VideoVista has my review of King of The Hill (El Rey De La Montana).  Not the long-running animated comedy but rather a taught and atmospheric Spanish thriller directed by Gonzalo-Lopez Gallago.

King of the Hill, along with a number of other films I have reviewed in the last year, suggest that Europe is going through something of a genre boom at the moment.  Britain and France are churning out genre films like nobody’s business and places like Spain and Norway are following suit.  Sadly, while a lot of these films are very well directed indeed, not that many of them are well written and King of the Hill is further evidence of that observation’s validity.

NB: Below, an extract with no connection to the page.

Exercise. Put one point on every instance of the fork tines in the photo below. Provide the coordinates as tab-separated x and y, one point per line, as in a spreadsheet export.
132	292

Police (1985) – Two Faces, Neither of Them Real

Can art ever articulate the truth?  The films of Maurice Pialat display a grave ambivalence towards that question.  With his first film, L’Enfance Nue (1968) Pialat showed a real animosity towards not only traditional forms of cinematic story-telling, but the very conceit and artificiality of fiction itself.  Pialat is a director who wants to put the real world on the screen without the traditional intermediaries of editorial or narrative.  However, despite this hostility to the artificiality of artistic representation, Pialat never returned to his roots as a documentary film-maker.  Instead, he produced films such as Nous Ne Vieillirons Pas Ensemble (1972) and La Gueule Ouverte (1974).  Films that presented themselves as traditional dramas, but which were in fact elaborately dramatised autobiographical meditations upon his own life.

Police is a film that continues Pialat’s tradition of ontological uncertainty.  It is a work of genre by a film-maker who loathed fiction and a character study by a man who seemed to believe that there was no such thing as the self.  Unsurprisingly, Police is a film that exists under a permanent ontological fog.